Spectroscopic characterization of ZrO2 thin films grown by atomic layer deposition; 289–298
Jaan Aarik, Hugo Mändar, and Marco Kirm
Abstract. Zirconium dioxide films grown by atomic layer deposition from
ZrCl4 and H2O at substrate temperatures of 500–870 K
were characterized using spectroscopic methods. A significant influence of the
phase composition on absorption and
photoluminescence spectra was observed. The band-gap energies determined from
absorption spectra of films with monoclinic structure grown at 670–870 K
ranged from 5.25 to 5.28 eV. Low-temperature (10 K) photoexcitation
Key words: zirconium dioxide, atomic layer deposition, structure, absorption, photoluminescence.
Analysis of Zn(O,S) films for Cu(In,Ga)Se2 solar cells; 299–307
Charlotte Platzer-Björkman, John Kessler, and Lars Stolt
Abstract. Thin films of Zn(O,S), deposited by atomic layer deposition (ALD), were investigated as buffer layers in Cu(In,Ga)Se2 solar cells. The oxygen to sulphur ratio of these films was varied by alternating diethylzinc (DEZ)/H2S and DEZ/H2O cycles. Solar cell efficiencies of up to 14% were achieved, with the best result obtained for 20% DEZ/H2S cycles. Properties of films deposited on glass were studied, showing a variation of resistivity, structure, and band gap for varying sulphur content. A coupled X-ray photoelectron spectroscopy/ultraviolet photoelectron spectroscopy–ALD system was used to study band alignment at the Cu(In,Ga)Se2/Zn(O,S) interface. Conduction and valence band offsets were determined for ZnS and Zn(O,S) deposition with 20% DEZ/H2S cycles and compared to previously determined values for ZnO deposition.
Key words: atomic layer deposition, solar cells, Cu(In,Ga)Se2, Zn(O,S) buffer layer.
Effects of growth temperature on the properties of HfO2 films grown by atomic layer deposition; 308–320
Giovanna Scarel, Claudia Wiemer, Sandro Ferrari, Grazia Tallarida, and Marco Fanciulli
Abstract. A relatively high dielectric constant 20–25), wide band gap and conduction band offset (6.0 eV and 1.5 eV, respectively), and good thermal stability upon contact with silicon indicate hafnium dioxide as one of the most promising candidates to substitute silicon dioxide as dielectric gate in complementary metal-oxide-semiconductor devices. To investigate the properties of thin films suitable for application in microelectronics, HfO2 films were grown by atomic layer deposition. Hafnium tetrachloride (HfCl4) and water (H2O) were used as precursors. Film structural, morphological, and compositional properties were then investigated focusing on their dependence on growth temperature in the range between 150 °C and 350 °C. A modification of the film structure with growth temperature is expected because the density of the reactive OH sites is known to decrease with increasing temperature.

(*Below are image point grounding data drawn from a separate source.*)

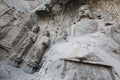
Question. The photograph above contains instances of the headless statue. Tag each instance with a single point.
(42, 46)
(86, 24)
(25, 46)
(36, 53)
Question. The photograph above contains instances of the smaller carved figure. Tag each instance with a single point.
(85, 12)
(37, 51)
(25, 46)
(86, 24)
(5, 28)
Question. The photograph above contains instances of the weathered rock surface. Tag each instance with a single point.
(83, 43)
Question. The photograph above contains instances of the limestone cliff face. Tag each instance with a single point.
(67, 46)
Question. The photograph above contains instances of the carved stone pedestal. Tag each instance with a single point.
(31, 67)
(16, 61)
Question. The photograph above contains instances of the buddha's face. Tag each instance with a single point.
(85, 11)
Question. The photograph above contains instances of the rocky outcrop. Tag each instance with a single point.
(73, 42)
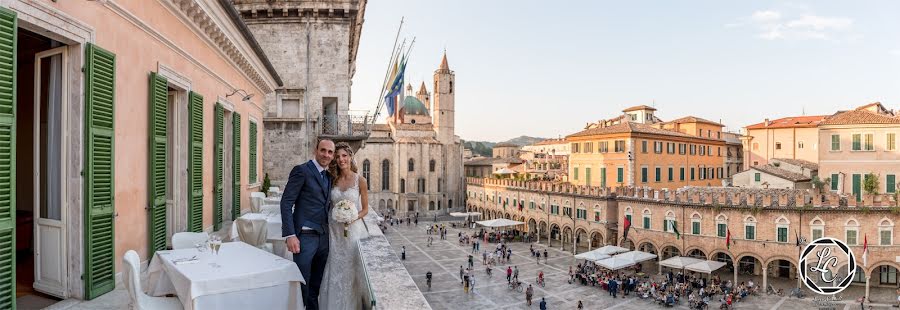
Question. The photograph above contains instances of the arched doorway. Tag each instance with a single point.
(670, 251)
(647, 247)
(697, 253)
(597, 240)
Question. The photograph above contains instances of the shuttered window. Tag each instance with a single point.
(236, 166)
(218, 155)
(195, 163)
(99, 103)
(251, 140)
(158, 90)
(8, 27)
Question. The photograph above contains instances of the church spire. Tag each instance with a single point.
(422, 89)
(444, 65)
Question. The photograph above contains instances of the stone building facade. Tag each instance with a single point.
(764, 224)
(414, 163)
(313, 46)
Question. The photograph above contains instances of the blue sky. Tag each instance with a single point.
(546, 68)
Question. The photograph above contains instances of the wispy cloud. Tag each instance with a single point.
(774, 25)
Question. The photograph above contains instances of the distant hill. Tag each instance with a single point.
(484, 148)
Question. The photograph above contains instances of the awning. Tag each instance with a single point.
(464, 214)
(499, 223)
(593, 255)
(611, 249)
(707, 266)
(615, 263)
(637, 256)
(679, 262)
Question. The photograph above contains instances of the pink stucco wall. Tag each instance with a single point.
(137, 54)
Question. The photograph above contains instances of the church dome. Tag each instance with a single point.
(412, 106)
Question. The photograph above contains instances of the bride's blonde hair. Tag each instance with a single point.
(333, 168)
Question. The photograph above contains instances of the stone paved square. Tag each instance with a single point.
(444, 257)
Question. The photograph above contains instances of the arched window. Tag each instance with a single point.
(385, 175)
(366, 172)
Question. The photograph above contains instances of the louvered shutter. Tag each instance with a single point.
(158, 143)
(251, 139)
(99, 97)
(236, 166)
(8, 27)
(217, 166)
(195, 164)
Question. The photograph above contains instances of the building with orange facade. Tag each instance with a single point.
(639, 149)
(793, 137)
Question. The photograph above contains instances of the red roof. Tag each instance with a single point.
(791, 122)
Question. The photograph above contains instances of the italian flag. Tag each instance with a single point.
(866, 251)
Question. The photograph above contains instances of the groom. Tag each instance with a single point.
(304, 218)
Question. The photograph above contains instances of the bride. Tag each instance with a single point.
(342, 272)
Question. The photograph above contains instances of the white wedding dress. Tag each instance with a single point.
(342, 281)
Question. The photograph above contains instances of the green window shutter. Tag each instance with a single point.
(251, 139)
(891, 183)
(158, 90)
(8, 29)
(99, 207)
(218, 155)
(236, 164)
(195, 163)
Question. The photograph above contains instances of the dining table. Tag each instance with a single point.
(240, 276)
(273, 232)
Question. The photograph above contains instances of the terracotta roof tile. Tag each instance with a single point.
(859, 117)
(791, 122)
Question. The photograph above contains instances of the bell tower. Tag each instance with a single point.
(442, 113)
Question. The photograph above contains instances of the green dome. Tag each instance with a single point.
(412, 106)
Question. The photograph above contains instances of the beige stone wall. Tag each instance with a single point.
(790, 138)
(709, 206)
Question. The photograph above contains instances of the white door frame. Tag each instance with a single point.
(57, 287)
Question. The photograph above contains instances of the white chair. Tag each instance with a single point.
(273, 209)
(256, 200)
(254, 232)
(187, 240)
(140, 300)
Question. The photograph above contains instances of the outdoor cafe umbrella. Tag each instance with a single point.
(679, 262)
(592, 256)
(499, 223)
(637, 256)
(615, 263)
(707, 266)
(611, 249)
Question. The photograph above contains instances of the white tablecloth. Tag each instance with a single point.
(273, 234)
(249, 278)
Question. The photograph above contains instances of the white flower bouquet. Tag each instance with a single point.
(344, 212)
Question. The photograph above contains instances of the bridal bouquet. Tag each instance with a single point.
(344, 212)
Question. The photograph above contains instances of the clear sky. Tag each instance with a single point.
(546, 68)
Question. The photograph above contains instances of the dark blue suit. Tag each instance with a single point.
(305, 203)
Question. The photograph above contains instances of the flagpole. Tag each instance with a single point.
(394, 52)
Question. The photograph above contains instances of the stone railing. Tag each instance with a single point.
(712, 196)
(386, 283)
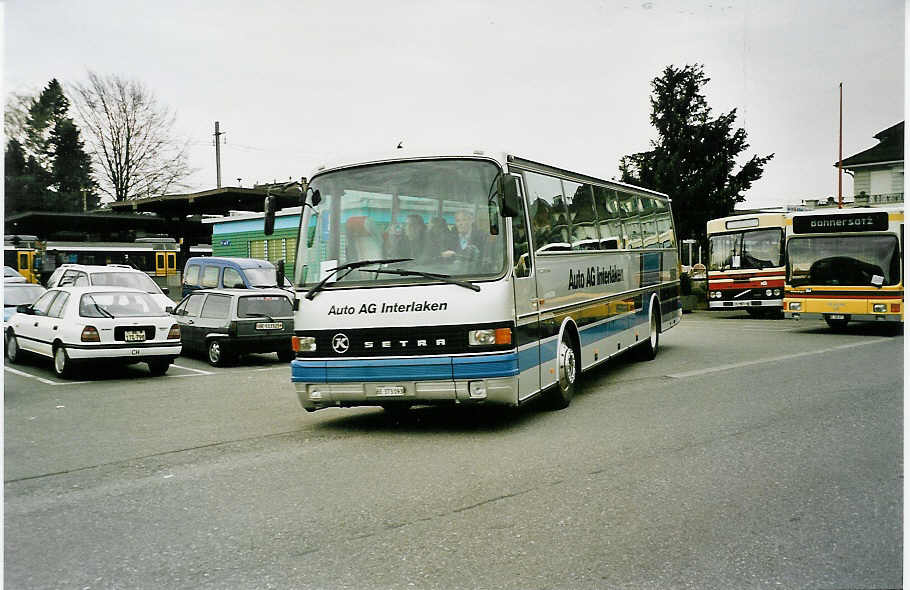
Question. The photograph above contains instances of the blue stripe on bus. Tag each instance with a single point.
(405, 369)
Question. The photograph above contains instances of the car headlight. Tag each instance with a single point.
(490, 337)
(303, 343)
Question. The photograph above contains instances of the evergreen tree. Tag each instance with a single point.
(694, 158)
(48, 170)
(71, 169)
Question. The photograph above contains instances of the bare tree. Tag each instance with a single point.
(130, 137)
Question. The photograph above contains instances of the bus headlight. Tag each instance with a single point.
(303, 343)
(490, 337)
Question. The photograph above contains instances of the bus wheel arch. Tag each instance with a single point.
(568, 364)
(647, 349)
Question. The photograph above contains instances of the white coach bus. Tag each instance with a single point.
(472, 278)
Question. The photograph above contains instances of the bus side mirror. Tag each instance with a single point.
(509, 205)
(279, 273)
(269, 207)
(311, 231)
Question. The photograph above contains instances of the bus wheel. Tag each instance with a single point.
(567, 372)
(647, 350)
(836, 324)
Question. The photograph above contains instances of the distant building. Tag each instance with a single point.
(878, 172)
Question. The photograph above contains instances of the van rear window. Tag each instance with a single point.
(191, 277)
(258, 305)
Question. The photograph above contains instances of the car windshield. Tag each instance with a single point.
(263, 277)
(843, 260)
(264, 305)
(432, 213)
(754, 249)
(14, 295)
(110, 304)
(133, 280)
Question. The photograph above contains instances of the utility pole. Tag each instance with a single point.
(840, 151)
(218, 135)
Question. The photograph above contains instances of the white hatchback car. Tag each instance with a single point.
(111, 275)
(75, 325)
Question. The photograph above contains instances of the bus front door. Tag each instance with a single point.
(527, 316)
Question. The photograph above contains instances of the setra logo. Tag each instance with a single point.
(340, 343)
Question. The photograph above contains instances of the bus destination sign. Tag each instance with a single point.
(852, 222)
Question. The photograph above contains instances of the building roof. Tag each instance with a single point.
(889, 149)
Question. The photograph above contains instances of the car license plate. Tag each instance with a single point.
(134, 335)
(390, 390)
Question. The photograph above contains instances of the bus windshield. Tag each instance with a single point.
(843, 260)
(433, 213)
(756, 249)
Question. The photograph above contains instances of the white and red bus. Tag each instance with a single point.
(746, 265)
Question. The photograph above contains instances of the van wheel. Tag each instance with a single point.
(63, 366)
(13, 354)
(647, 350)
(218, 356)
(566, 371)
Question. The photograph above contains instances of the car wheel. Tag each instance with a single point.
(647, 350)
(159, 368)
(566, 371)
(63, 366)
(218, 355)
(13, 354)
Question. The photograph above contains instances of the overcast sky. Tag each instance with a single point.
(297, 83)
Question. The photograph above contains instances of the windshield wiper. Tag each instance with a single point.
(349, 267)
(429, 275)
(102, 310)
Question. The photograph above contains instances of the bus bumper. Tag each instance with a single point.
(490, 379)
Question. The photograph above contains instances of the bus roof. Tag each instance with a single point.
(502, 158)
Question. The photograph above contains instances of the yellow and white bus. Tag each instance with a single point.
(746, 263)
(471, 277)
(846, 265)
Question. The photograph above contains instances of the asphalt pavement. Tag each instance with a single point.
(749, 454)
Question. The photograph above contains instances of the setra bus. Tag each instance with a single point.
(746, 263)
(472, 277)
(846, 265)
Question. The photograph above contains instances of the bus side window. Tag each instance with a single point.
(521, 247)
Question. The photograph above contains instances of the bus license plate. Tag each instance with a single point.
(134, 335)
(390, 390)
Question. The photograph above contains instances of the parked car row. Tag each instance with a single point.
(76, 325)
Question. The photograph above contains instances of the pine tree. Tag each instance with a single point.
(694, 158)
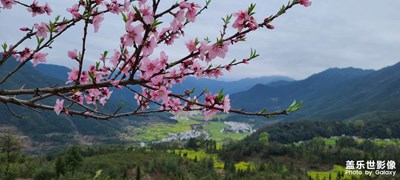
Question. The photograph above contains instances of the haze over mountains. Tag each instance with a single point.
(334, 94)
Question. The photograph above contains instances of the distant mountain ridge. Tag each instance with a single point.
(335, 94)
(46, 126)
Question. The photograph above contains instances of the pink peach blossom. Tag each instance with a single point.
(42, 30)
(59, 106)
(39, 57)
(73, 54)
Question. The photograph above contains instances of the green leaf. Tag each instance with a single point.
(4, 45)
(57, 18)
(263, 111)
(250, 9)
(220, 95)
(98, 174)
(294, 107)
(91, 74)
(105, 54)
(39, 40)
(293, 103)
(124, 17)
(156, 23)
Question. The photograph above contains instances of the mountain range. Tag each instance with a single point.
(46, 126)
(334, 94)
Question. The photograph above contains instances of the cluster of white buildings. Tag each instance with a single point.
(236, 127)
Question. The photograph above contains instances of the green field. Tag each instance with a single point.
(158, 131)
(201, 154)
(214, 129)
(333, 173)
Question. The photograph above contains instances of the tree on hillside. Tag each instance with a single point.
(73, 158)
(134, 65)
(10, 146)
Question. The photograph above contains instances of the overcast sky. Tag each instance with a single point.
(330, 33)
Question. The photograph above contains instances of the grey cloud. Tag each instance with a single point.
(335, 33)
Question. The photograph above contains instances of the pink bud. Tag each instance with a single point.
(24, 29)
(73, 54)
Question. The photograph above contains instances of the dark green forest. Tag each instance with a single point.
(287, 150)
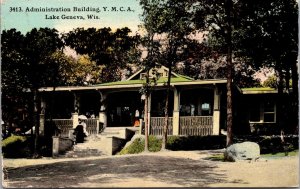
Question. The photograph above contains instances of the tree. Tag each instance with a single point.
(113, 50)
(38, 45)
(170, 21)
(273, 26)
(74, 71)
(13, 81)
(25, 66)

The extent and consequences of these modifications were investigated using X-ray diffraction and reflectivity, and atomic force microscopy. Time of flight–secondary ion mass spectrometry was used to study film composition.
Key words: atomic layer deposition, HfO2, ZnO2, dielectric oxides.
Optical coatings grown by atomic layer deposition for high-power laser applications; 321–329
Shin-ichi Zaitsu, Shinji Motokoshi, Takahisa Jitsuno, Masahiro Nakatsuka, and Tatsuhiko Yamanaka
Abstract. We prepared optical coatings with low (Al2O3) and high (TiO2) refractive index materials using the sequential chemical reaction process of atomic layer deposition (ALD). Also, we examined the laser damage thresholds of the films for high-power laser applications. The highest damage thresholds were obtained for amorphous films grown at room temperature. For TiO2 and Al2O3 films they equalled 5 and 5.2 J/cm2, respectively. Finally, we employed ALD for growing desired refractive index coatings consisting of alternating nanoscale Al2O3–TiO2 laminated layers. The refractive index of the stack of these layers could be varied linearly from 1.61 to 2.39 by adjusting the thickness of the component layers.
Key words: atomic layer deposition, optical coating, laser-induced damage, refractive index.